Image 1781London-Salisbury-01-002 
Illustration No. 1     
Illustrator Henry Alken 
Engraver John Christian Zeitter 
Lithographer  
Title Caption He would draw his sword & fence, back stroke & fore stroke, with the walls; and when he was heartily tired, would say he had killed four Giants, as tall as so many steeples 
Title Supplied  
Part Part I, Madrid 1605  
Chapter Chapter 1 
Subject 1.1 DQ at his library reading chivalric novels
 
Illustration Type Chapter illustration
Frontispiece
 
Technique Etching (acquaforte)
 
Color Black and white 
Volume
Page Number f. title page 
Image Dimension 185 x 137 
Page Dimension 240 x 175 
Commentary Don Quixote at his library, dressed with part of his armor and with his sword and surrounded by arms and books. He looks with mad eyes the book "Feliciano de Silva Don Belianis" (wrong title; Feliciano de Silva was the author of "Amadís de Grecia", not of "Historia del magnánimo, valiente e invencible don Belianís de Grecia", written by Jerónimo Hernández).

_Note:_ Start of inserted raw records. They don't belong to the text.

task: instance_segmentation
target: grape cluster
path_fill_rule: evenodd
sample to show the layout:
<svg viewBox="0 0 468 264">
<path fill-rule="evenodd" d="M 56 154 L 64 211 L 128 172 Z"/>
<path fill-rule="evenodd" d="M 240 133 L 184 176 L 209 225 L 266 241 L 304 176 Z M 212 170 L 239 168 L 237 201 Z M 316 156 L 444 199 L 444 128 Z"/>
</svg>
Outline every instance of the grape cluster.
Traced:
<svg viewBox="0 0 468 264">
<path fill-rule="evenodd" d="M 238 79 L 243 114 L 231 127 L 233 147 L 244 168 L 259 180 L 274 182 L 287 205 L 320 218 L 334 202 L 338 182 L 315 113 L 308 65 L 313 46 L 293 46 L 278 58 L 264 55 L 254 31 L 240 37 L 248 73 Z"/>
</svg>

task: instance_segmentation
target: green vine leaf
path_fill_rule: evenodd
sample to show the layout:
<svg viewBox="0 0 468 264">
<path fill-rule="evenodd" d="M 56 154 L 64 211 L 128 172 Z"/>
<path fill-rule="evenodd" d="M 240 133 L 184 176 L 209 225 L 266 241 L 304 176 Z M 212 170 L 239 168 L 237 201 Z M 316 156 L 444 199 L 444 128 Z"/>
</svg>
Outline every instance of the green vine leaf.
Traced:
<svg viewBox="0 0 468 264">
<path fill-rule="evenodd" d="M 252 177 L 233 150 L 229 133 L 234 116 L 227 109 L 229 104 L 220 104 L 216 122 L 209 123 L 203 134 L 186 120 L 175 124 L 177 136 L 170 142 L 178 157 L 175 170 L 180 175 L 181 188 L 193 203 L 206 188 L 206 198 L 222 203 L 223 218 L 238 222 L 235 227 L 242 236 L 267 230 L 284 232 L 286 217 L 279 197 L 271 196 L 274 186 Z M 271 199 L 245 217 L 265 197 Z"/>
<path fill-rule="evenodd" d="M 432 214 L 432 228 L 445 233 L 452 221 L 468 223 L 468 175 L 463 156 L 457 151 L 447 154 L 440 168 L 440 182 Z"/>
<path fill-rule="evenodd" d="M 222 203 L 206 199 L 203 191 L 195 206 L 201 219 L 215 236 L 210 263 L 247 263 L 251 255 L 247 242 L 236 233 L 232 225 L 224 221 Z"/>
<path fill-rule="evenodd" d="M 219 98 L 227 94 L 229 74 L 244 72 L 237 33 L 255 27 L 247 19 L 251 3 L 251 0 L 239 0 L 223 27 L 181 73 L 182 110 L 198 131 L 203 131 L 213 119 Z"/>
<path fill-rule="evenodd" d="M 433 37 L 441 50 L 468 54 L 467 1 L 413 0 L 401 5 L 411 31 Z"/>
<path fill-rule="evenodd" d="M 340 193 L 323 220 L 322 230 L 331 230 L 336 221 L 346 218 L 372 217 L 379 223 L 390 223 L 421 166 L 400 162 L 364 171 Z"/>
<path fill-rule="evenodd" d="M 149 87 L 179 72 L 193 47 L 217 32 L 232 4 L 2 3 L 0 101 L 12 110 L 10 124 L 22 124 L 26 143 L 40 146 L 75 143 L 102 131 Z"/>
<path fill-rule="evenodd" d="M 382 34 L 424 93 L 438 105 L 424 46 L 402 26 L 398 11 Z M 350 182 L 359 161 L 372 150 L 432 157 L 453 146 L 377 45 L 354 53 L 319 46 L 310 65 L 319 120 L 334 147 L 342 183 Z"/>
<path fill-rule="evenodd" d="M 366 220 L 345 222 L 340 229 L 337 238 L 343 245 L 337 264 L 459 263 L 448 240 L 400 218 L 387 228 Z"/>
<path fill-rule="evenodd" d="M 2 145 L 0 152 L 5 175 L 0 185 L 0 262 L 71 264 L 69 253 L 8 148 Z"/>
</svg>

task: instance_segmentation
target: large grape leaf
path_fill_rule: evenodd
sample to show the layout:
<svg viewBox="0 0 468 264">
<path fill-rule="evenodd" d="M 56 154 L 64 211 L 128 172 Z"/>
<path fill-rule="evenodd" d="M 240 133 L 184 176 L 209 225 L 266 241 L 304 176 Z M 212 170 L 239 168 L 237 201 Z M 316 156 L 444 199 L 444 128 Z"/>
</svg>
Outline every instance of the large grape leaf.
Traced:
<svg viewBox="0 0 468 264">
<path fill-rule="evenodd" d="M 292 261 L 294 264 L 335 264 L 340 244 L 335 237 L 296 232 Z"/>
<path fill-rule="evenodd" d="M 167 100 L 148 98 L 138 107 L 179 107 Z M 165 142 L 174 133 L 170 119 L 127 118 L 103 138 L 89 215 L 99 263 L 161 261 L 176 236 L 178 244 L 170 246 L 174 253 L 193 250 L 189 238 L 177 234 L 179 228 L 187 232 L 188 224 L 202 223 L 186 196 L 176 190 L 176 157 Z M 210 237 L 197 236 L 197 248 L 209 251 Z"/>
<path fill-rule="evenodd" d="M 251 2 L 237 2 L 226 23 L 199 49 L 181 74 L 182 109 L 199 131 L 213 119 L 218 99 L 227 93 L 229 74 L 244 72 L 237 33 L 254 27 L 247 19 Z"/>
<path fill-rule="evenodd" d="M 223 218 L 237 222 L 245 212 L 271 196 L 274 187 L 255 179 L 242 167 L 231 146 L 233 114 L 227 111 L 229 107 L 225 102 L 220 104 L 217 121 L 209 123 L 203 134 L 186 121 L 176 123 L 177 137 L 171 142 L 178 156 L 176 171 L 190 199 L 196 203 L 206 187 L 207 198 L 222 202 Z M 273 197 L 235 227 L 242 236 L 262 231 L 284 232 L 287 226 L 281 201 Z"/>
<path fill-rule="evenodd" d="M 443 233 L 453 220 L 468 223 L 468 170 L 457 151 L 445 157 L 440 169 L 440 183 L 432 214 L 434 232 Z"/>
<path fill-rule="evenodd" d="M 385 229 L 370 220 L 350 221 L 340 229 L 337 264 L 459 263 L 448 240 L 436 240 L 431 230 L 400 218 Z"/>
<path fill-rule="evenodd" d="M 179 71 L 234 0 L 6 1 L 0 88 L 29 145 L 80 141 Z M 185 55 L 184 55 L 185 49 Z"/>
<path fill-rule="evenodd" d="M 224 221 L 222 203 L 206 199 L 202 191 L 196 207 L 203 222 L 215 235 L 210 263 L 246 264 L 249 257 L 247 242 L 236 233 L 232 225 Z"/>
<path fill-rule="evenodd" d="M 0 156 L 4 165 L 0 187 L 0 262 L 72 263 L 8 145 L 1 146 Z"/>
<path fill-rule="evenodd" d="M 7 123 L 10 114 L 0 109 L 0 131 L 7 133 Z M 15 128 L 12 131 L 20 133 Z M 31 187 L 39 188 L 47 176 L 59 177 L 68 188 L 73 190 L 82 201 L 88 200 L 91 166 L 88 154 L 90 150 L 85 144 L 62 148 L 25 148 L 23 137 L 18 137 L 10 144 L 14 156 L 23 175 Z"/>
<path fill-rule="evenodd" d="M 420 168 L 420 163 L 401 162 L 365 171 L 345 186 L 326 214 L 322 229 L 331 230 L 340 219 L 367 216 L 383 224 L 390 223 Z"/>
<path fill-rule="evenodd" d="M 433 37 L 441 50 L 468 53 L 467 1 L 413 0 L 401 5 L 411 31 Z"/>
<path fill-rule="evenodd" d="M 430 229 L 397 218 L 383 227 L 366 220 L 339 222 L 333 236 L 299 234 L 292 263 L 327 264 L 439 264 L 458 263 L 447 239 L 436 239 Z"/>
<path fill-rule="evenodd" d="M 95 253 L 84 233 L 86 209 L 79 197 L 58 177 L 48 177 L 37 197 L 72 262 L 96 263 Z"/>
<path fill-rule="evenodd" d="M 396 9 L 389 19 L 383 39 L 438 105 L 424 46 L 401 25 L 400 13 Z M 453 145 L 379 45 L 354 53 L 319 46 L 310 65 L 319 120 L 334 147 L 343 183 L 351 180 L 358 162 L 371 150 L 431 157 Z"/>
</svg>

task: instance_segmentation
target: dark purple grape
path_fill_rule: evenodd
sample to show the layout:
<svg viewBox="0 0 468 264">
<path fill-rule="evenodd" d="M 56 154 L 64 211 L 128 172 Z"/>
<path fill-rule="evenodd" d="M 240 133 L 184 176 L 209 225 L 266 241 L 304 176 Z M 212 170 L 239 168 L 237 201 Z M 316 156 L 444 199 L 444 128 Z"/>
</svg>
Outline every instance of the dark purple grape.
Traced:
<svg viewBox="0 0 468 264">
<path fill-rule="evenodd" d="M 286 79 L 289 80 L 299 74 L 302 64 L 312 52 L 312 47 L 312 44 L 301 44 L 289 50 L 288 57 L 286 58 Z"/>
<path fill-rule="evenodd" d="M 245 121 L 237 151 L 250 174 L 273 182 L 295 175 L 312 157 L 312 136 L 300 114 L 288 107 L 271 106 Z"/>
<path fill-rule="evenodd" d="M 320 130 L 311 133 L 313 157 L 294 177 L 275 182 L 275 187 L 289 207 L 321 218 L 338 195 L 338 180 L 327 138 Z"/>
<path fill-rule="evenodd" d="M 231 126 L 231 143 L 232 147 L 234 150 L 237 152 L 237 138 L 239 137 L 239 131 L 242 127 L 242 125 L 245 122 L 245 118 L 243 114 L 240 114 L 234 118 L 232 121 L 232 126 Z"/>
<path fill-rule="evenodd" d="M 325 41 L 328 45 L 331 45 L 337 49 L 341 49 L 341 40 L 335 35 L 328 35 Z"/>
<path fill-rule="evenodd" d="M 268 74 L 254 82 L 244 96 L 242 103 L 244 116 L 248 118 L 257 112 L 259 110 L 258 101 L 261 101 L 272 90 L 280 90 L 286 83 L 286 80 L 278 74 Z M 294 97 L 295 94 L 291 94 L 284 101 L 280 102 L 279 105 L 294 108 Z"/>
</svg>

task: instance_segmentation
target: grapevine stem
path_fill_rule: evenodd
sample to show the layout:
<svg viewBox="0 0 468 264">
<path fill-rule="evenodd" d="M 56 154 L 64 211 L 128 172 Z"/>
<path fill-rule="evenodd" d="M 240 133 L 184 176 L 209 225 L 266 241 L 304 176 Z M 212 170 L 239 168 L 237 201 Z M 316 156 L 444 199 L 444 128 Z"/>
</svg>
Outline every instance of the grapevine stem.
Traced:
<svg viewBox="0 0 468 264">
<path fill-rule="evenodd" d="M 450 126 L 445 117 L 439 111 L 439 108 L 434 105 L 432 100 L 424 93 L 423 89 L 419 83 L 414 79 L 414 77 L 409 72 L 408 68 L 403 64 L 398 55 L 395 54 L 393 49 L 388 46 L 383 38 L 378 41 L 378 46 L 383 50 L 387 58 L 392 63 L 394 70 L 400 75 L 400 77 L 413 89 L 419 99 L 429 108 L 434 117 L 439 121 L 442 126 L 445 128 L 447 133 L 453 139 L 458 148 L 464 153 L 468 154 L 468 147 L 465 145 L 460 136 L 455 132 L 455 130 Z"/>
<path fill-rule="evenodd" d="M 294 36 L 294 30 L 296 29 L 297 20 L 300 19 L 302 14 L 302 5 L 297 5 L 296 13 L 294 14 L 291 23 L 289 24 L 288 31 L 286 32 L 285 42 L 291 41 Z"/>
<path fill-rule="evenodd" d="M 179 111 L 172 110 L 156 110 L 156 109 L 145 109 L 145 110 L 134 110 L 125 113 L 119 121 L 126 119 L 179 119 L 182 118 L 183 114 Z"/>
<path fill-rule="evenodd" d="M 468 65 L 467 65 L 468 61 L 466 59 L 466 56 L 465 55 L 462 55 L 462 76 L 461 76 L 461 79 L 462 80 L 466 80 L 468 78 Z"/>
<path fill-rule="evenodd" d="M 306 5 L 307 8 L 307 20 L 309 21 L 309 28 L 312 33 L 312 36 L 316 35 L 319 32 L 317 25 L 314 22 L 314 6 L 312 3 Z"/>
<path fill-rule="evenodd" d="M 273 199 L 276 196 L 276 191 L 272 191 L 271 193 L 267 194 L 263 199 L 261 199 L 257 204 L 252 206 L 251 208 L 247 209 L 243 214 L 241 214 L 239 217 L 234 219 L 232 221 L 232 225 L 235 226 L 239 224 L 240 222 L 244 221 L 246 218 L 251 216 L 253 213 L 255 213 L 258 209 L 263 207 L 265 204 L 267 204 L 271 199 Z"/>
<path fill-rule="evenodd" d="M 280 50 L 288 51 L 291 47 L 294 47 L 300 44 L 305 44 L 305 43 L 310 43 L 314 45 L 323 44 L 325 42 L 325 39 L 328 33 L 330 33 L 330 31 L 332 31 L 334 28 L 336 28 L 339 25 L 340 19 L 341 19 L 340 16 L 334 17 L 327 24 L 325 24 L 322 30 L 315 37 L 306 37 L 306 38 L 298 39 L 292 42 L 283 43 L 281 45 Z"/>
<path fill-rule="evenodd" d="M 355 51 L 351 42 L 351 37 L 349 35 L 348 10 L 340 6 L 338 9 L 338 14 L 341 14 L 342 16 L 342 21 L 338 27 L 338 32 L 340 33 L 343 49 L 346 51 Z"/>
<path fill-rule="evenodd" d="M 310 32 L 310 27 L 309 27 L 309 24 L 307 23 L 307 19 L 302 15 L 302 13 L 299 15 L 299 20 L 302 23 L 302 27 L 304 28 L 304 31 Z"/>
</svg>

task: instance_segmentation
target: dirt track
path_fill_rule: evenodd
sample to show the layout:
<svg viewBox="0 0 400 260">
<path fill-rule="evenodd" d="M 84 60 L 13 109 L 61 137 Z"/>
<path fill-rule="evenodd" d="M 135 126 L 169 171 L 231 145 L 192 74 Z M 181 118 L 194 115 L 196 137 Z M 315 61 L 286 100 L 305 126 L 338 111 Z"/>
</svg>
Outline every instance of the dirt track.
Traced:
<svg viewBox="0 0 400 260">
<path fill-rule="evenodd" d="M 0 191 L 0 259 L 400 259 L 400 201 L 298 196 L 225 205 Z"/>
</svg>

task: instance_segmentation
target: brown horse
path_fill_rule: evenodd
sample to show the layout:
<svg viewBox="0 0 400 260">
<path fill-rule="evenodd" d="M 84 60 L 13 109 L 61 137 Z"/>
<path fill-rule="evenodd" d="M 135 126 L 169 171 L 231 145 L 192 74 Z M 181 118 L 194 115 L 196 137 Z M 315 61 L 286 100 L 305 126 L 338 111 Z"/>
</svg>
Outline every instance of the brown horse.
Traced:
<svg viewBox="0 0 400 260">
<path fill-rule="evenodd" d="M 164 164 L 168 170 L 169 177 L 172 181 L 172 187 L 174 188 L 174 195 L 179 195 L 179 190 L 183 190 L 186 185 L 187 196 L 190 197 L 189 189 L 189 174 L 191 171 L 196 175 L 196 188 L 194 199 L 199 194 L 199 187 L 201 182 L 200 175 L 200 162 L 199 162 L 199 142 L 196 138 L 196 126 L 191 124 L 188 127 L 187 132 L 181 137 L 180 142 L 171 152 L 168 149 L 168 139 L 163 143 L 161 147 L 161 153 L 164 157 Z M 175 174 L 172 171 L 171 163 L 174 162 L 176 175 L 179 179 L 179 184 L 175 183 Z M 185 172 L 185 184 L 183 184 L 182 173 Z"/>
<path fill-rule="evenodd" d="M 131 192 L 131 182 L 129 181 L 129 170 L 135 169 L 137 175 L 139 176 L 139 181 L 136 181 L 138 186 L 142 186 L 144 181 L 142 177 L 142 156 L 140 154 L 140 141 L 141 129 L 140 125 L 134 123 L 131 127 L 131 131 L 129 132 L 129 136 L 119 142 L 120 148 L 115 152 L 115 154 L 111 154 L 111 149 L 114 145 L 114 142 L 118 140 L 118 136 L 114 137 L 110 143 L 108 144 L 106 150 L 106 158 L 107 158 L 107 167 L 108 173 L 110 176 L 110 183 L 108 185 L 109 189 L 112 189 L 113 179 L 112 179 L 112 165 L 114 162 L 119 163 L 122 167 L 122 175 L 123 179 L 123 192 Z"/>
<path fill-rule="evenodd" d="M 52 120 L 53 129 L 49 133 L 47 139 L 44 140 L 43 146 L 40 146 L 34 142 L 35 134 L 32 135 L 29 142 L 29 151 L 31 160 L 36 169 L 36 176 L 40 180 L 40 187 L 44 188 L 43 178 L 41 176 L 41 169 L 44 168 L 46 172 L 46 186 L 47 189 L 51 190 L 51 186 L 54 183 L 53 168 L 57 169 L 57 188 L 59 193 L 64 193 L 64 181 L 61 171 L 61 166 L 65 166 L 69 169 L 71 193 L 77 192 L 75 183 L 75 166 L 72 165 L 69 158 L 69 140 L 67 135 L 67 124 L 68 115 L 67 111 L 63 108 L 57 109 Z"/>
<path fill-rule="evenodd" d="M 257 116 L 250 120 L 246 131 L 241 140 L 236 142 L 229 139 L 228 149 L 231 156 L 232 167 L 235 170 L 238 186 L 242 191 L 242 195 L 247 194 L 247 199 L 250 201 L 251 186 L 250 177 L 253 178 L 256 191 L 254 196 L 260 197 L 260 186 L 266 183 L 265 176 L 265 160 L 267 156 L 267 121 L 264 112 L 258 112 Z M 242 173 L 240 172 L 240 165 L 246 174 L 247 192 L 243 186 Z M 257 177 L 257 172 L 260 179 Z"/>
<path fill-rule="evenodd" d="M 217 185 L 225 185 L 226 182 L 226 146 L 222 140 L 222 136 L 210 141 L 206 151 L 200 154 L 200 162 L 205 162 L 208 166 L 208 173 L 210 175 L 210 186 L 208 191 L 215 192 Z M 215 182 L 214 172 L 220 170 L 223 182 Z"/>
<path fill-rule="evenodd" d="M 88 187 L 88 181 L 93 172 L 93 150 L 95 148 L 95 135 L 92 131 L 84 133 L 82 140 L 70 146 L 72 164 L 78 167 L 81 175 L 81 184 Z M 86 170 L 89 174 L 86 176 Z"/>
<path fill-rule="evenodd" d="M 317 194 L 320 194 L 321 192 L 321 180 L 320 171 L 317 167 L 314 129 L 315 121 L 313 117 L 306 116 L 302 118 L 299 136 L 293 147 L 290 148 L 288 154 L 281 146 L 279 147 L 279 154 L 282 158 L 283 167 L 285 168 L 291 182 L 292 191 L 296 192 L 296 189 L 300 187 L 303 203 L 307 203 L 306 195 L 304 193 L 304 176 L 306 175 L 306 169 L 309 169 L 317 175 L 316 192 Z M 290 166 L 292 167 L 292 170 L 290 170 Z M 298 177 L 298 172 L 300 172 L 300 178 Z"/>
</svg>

Beginning of the Romantic image of don Quixote.
Illustration of great pictorial valor; agile and spontaneous engraving. 
Notes The engraver has used roulettes.
Used as a frontispiece.
Illustration from the set "Illustrations of Don Quixote: Designed by Henry Alken Engraved by John Zeitter. And Dedicated to the Memory of Cervantes", London: S. H. Hawkins, 1831.

Sir Henry Alken (1785 – 1851): English painter, engraver and acquafortist. Son of artist Samuel Alken, he was specialized in hunting and sporting scenes. In 1801 and 1822 he exposed two portraits at the Royal Academy of London. Alken explores the comic side of riding in a series of prints depicting the follies and foibles of aristocrats on their weekend outings. He worked in London and the provinces and was prolific in a variety of media, including painting, etching and watercolor. Trained as a miniature painter, his works always had a graphic precision. He was employed by sporting periodicals as an illustrator and provided plates for the “National Sports of Great Britain” (London, 1821) (Benezit I, 116).

John or Johann Christian Zeitter (¿? – London, 1862): Genre painter. Between 1824 and 1862 he exposed at London. He was known because of his Polish and Hungarian genre scenes, as “The Hungarian tinkers wedding”. He was a member of the Society of British Artists (1841) (Benezit X, 880).